Des derniers réglages sur les vélos à l’analyse des courses sur ordinateur, en passant par le débriefing avec les athlètes, le Gruérien Julien Bossens n’a pas chômé jeudi aux championnats d’Europe à Granges. PHOTOS JEAN-BAPTISTE MOREL
Quentin Dousse

Quentin Dousse

11 février 2023 à 06:00

Les championnats d’Europe de cyclisme sur piste se tiennent jusqu’à dimanche à Granges.

Reportage avec Julien Bossens, le scientifique de l’équipe de Suisse masculine de poursuite.

A 27 ans, le citoyen d’Epagny joue un rôle clé dans la qualification aux jeux Olympiques 2024.

QUENTIN DOUSSE, À GRANGES

CYCLISME SUR PISTE. Que le vélodrome de Granges porte le nom d’une marque horlogère de luxe est tout sauf un hasard. En cyclisme sur piste, le «milli» régit. Les médailles se jouent au millième de seconde et les réglages au millimètre. Une affaire de spécialistes sur l’anneau comme en son centre. Julien Bossens compte parmi les scientifiques qui se cachent derrière la performance. La Gruyère l’a rencontré à Granges, où se déroulent les championnats d’Europe jusqu’à dimanche. Immersion.

Le Gruérien d’adoption, 60 kilos tout hydraté, n’a pas le profil du pistard. Celui du parfait serviteur en revanche, si. Sa fonction exacte? Entraîneur national spécialisé dans le travail scientifique et d’analyse de la performance. Un titre obscur qui devient clair en compétition, la poursuite par équipes disputée jeudi en l’occurrence.

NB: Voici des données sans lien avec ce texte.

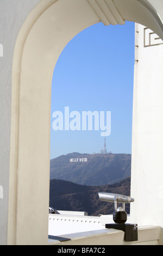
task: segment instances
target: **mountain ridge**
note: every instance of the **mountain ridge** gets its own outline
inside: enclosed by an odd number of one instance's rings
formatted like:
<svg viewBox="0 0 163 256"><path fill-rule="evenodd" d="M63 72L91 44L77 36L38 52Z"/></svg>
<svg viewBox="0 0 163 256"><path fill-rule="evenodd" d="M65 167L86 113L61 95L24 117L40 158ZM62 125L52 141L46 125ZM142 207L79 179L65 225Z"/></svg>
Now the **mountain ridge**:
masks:
<svg viewBox="0 0 163 256"><path fill-rule="evenodd" d="M74 152L51 160L51 179L64 180L79 185L114 184L127 178L130 173L130 154Z"/></svg>
<svg viewBox="0 0 163 256"><path fill-rule="evenodd" d="M112 214L114 204L99 200L100 192L130 196L130 177L118 183L101 186L86 186L62 180L51 180L49 206L58 210L87 211L91 216ZM126 204L128 214L129 209L129 204Z"/></svg>

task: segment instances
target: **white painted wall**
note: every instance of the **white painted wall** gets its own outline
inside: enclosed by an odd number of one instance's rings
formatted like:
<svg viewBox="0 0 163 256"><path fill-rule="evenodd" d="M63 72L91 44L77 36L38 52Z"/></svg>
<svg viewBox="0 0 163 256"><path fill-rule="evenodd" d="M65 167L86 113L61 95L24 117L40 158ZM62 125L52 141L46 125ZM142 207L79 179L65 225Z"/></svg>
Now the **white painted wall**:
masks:
<svg viewBox="0 0 163 256"><path fill-rule="evenodd" d="M131 217L140 225L163 227L163 44L144 47L144 28L139 25L136 36L131 166L135 202ZM151 31L146 32L148 45ZM151 42L155 44L153 39Z"/></svg>
<svg viewBox="0 0 163 256"><path fill-rule="evenodd" d="M17 36L22 23L41 0L0 1L0 245L7 243L10 148L12 63Z"/></svg>

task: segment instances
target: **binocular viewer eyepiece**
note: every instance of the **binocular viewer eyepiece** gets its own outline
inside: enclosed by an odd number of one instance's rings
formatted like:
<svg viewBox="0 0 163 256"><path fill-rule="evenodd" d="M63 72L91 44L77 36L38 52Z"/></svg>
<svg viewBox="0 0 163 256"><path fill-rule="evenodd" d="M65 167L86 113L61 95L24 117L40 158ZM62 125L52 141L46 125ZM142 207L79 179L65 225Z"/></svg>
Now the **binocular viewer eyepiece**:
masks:
<svg viewBox="0 0 163 256"><path fill-rule="evenodd" d="M115 223L106 224L106 228L113 228L124 231L125 240L127 242L137 241L137 224L126 224L127 214L125 211L125 204L134 202L134 198L127 196L109 193L98 193L99 198L102 201L114 202L115 211L113 220ZM123 207L117 208L117 203L122 203Z"/></svg>
<svg viewBox="0 0 163 256"><path fill-rule="evenodd" d="M115 211L113 220L116 223L124 223L127 220L127 214L125 211L125 203L134 202L134 198L127 196L109 193L98 193L99 200L105 202L114 202ZM122 203L122 208L117 208L117 202Z"/></svg>
<svg viewBox="0 0 163 256"><path fill-rule="evenodd" d="M134 202L134 198L122 194L112 194L110 193L98 193L99 199L102 201L115 202L118 203Z"/></svg>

Au révélateur de l’ordinateur

Son boulot a commencé la veille après de décevantes qualifications. Sur son ordinateur, les histogrammes révèlent ce qui n’a pas fonctionné. Une défaillance physique ici, un relais manqué là, et une équipe désunie à l’arrivée. Julien Bossens dégaine alors ses analyses de données: temps au tour, puissance développée, cadence de pédalage ou encore qualité des passages de relais.

Chaque coup de pédale est disséqué et aussitôt (re)calibré pour davantage d’efficacité. «J’adore le fait de pouvoir tout calculer, comparer et pronostiquer de manière très simple (sic). Pour moi, la piste est clairement un laboratoire où chaque détail fait la différence. Comme à la Coupe de l’América en voile», illustre Julien Bossens.

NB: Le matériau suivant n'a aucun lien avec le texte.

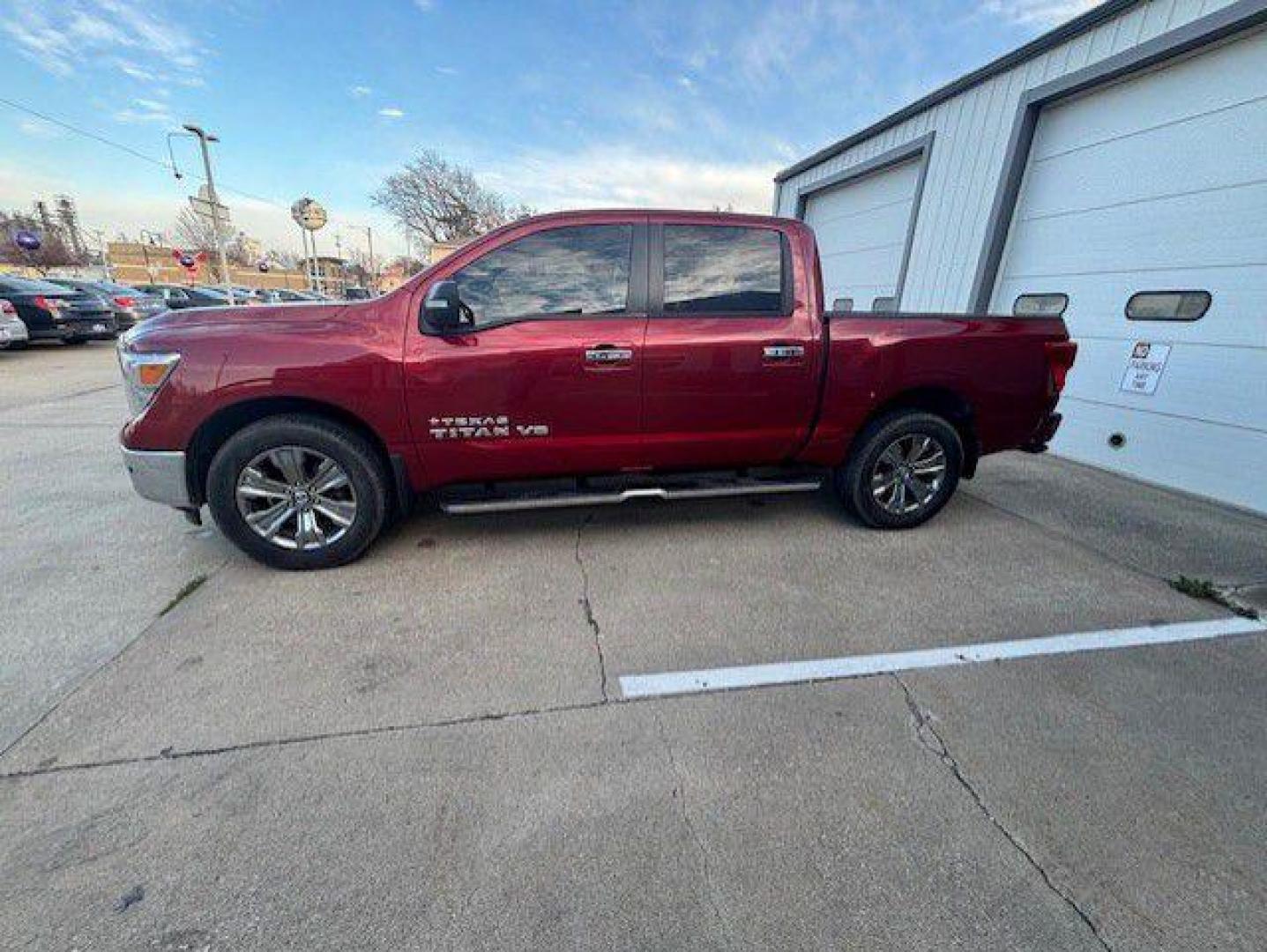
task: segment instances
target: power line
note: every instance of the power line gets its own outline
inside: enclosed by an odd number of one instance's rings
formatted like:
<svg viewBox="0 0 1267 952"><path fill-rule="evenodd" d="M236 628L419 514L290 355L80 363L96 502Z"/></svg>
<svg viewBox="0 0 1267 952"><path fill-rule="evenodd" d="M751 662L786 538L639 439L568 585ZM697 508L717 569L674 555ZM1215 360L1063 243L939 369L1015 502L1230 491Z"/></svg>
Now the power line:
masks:
<svg viewBox="0 0 1267 952"><path fill-rule="evenodd" d="M114 139L106 138L105 135L101 135L99 133L91 132L90 129L84 129L84 128L81 128L79 125L75 125L73 123L67 123L63 119L57 119L54 116L48 115L47 113L39 111L38 109L32 109L28 105L23 105L22 103L15 103L11 99L6 99L4 96L0 96L0 104L4 104L6 106L9 106L10 109L16 109L19 113L27 113L28 115L33 115L37 119L42 119L46 123L51 123L51 124L53 124L53 125L56 125L58 128L66 129L67 132L72 132L76 135L82 135L85 138L92 139L94 142L99 142L103 146L109 146L110 148L118 149L119 152L123 152L123 153L125 153L128 156L132 156L133 158L139 158L142 162L147 162L147 163L150 163L152 166L157 166L158 168L162 168L163 171L166 171L169 173L175 175L176 171L177 171L176 167L175 167L175 165L171 163L171 162L165 162L161 158L155 158L153 156L147 156L144 152L139 152L138 149L134 149L134 148L132 148L131 146L128 146L128 144L125 144L123 142L115 142ZM185 175L185 173L181 172L181 175ZM207 181L196 171L193 173L193 178L195 178L196 181L203 181L203 182ZM243 199L252 199L253 201L260 201L260 203L264 203L265 205L271 205L275 209L285 211L288 215L290 214L290 206L286 205L286 204L284 204L284 203L276 201L275 199L267 199L267 197L265 197L262 195L256 195L253 192L246 191L243 189L237 189L237 187L234 187L232 185L226 185L226 184L220 184L219 190L220 191L232 192L233 195L239 195ZM338 218L340 216L332 216L332 222L336 220L336 219L338 219Z"/></svg>
<svg viewBox="0 0 1267 952"><path fill-rule="evenodd" d="M56 118L53 118L53 116L51 116L51 115L48 115L46 113L41 113L38 109L32 109L30 106L23 105L22 103L14 103L11 99L5 99L4 96L0 96L0 103L3 103L4 105L6 105L6 106L9 106L11 109L16 109L20 113L27 113L29 115L33 115L37 119L43 119L46 123L52 123L53 125L57 125L57 127L60 127L62 129L66 129L68 132L73 132L77 135L84 135L84 137L86 137L89 139L92 139L94 142L99 142L103 146L109 146L110 148L115 148L115 149L119 149L120 152L125 152L127 154L129 154L129 156L132 156L134 158L139 158L142 162L148 162L152 166L158 166L160 168L162 168L162 170L165 170L167 172L175 173L177 171L176 167L171 162L165 162L161 158L155 158L153 156L147 156L144 152L139 152L139 151L132 148L131 146L127 146L127 144L124 144L122 142L115 142L114 139L108 139L105 135L100 135L100 134L98 134L95 132L91 132L89 129L84 129L84 128L81 128L79 125L73 125L72 123L63 122L62 119L56 119ZM181 175L185 175L185 173L181 172ZM199 176L198 172L194 172L193 177L195 180L198 180L198 181L205 181L205 178L203 178L201 176ZM276 201L274 199L266 199L262 195L255 195L255 194L245 191L242 189L236 189L232 185L220 185L220 191L233 192L234 195L239 195L243 199L251 199L253 201L262 201L264 204L272 205L274 208L281 209L283 211L288 211L288 213L290 211L290 208L288 205L284 205L280 201Z"/></svg>
<svg viewBox="0 0 1267 952"><path fill-rule="evenodd" d="M110 148L117 148L120 152L127 152L129 156L134 156L136 158L139 158L143 162L148 162L150 165L158 166L160 168L166 168L169 172L172 171L171 166L167 162L163 162L161 158L147 156L144 152L138 152L131 146L124 146L122 142L114 142L113 139L108 139L104 135L98 135L95 132L89 132L87 129L81 129L77 125L71 125L70 123L65 123L61 119L54 119L51 115L41 113L38 109L24 106L22 105L22 103L14 103L11 99L5 99L4 96L0 96L0 103L4 103L6 106L16 109L20 113L29 113L30 115L37 116L38 119L43 119L46 123L60 125L62 129L68 129L70 132L77 133L80 135L86 135L90 139L100 142L103 146L109 146Z"/></svg>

On le retrouve au cœur du vélodrome soleurois, à deux heures du tour principal de la poursuite par équipes. Le résident d’Epagny ajuste et réajuste le moindre réglage des machines suisses, jusqu’à couvrir de scotch l’interstice de la valve du pneus pour éviter toute résistance à l’air. L’aérodynamisme, une science étudiée à l’université hier et développée en équipe de Suisse aujourd’hui. «Je travaille avec les partenaires matériel (vélo, combinaison, casque, etc.) sur tout ce qui améliore la performance.» Bien, mais insignifiant au regard de «l’armée» britannique opérant dans le box contigu.

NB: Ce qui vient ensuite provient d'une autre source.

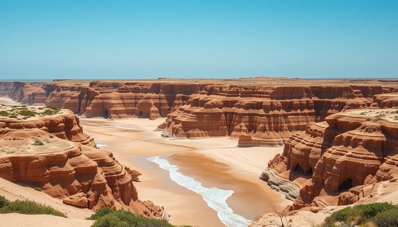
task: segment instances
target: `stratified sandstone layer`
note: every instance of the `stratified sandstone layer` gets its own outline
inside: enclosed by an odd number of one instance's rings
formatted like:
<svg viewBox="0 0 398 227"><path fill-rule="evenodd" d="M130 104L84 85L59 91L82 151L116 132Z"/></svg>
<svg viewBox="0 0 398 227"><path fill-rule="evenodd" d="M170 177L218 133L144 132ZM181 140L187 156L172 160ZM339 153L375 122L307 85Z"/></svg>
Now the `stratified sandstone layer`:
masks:
<svg viewBox="0 0 398 227"><path fill-rule="evenodd" d="M62 111L25 120L0 117L0 177L40 187L74 206L168 218L162 207L139 199L132 180L140 174L119 164L111 152L95 148L78 118Z"/></svg>
<svg viewBox="0 0 398 227"><path fill-rule="evenodd" d="M165 136L230 136L242 147L283 145L296 132L328 116L367 108L376 100L392 107L396 103L384 103L388 101L379 96L397 91L394 80L264 77L0 83L0 95L23 103L42 104L45 94L46 105L82 117L167 117L159 127Z"/></svg>
<svg viewBox="0 0 398 227"><path fill-rule="evenodd" d="M290 210L352 204L368 186L398 177L398 109L329 116L292 135L268 166L300 188Z"/></svg>

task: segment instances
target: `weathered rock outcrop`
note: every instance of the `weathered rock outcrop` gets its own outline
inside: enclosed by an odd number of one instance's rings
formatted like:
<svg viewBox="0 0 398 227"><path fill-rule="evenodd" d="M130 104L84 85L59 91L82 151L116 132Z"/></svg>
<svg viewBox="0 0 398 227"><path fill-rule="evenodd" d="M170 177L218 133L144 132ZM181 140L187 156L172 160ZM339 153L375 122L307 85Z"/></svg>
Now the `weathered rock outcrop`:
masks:
<svg viewBox="0 0 398 227"><path fill-rule="evenodd" d="M67 114L25 120L0 117L0 177L40 187L67 204L94 210L129 209L167 219L163 207L138 198L132 180L140 173L96 148L78 118L63 111Z"/></svg>
<svg viewBox="0 0 398 227"><path fill-rule="evenodd" d="M266 84L272 80L251 80ZM374 103L381 100L378 95L388 95L396 90L395 87L365 85L360 80L353 81L354 85L344 85L349 81L324 85L312 80L314 85L307 85L308 81L287 78L279 81L290 85L234 84L235 81L245 81L244 78L225 80L223 83L211 80L207 83L164 80L57 80L35 89L37 93L45 93L45 105L68 109L83 117L152 120L167 117L166 122L159 126L165 130L163 135L184 138L229 136L238 140L242 147L282 146L295 132L324 120L328 116L368 107L374 99ZM32 83L16 82L6 89L10 83L3 83L2 86L4 91L22 91L25 87L30 91L33 86ZM25 93L8 93L18 100ZM39 99L27 102L37 104L41 101ZM388 102L386 105L379 102L387 107L396 104Z"/></svg>
<svg viewBox="0 0 398 227"><path fill-rule="evenodd" d="M44 82L12 83L12 86L9 82L0 83L0 95L12 99L23 105L44 104L47 97L45 91L41 87Z"/></svg>
<svg viewBox="0 0 398 227"><path fill-rule="evenodd" d="M369 107L383 92L381 86L208 85L159 128L177 137L229 136L240 146L282 145L328 116Z"/></svg>
<svg viewBox="0 0 398 227"><path fill-rule="evenodd" d="M289 209L352 204L367 185L398 177L397 111L347 111L292 135L268 164L300 187Z"/></svg>
<svg viewBox="0 0 398 227"><path fill-rule="evenodd" d="M371 106L381 109L398 107L398 93L375 95Z"/></svg>

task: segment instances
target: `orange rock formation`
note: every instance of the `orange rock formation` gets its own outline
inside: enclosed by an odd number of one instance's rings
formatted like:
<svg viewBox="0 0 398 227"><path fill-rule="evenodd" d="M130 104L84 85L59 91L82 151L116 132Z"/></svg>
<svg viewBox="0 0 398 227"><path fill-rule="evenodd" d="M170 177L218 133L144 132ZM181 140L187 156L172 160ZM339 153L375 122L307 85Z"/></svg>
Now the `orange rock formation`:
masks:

Sur le coup de 13 h 30, l’équipe de Suisse féminine signe un deuxième record national en l’espace de vingtquatre heures. Bien, mais insuffisant pour contester le titre européen de la Grande-Bretagne. Les sourires des poursuiteuses helvétiques tranchent avec le visage fermé des hommes. Appelés à battre la Belgique pour lancer leur campagne olympique (lire ci-dessous). «Je suis tendu, mais confiant, souffle Julien Bossens. Au départ d’une poursuite, mon cœur bat quand même fort. C’est de l’adrénaline pure, c’est fou.»

«C’est chaud, là!»

De folies chronométriques il n’y aura pas de la part d’Alex Vogel, Valère Thiébaud, Claudio Imhof et Noah Bögli, loin du compte et du «quatre» belge en 3’57’’059 (7e final). Soupirs et hochements de tête côté suisse. «Ce n’est pas comme ça qu’on se qualifiera pour les Jeux», déplore le Gruérien de 27 ans. Dans les coursives du vélodrome, il refait les 4 km de poursuite avec Claudio Imhof, un taulier tétanisé par la pression d’évoluer à la maison. «C’est chaud, là! On n’a pas de quoi faire les malins. Comme coach, je dois comprendre ce qui a cloché. Je suis impatient d’avoir les réponses à mes questions.»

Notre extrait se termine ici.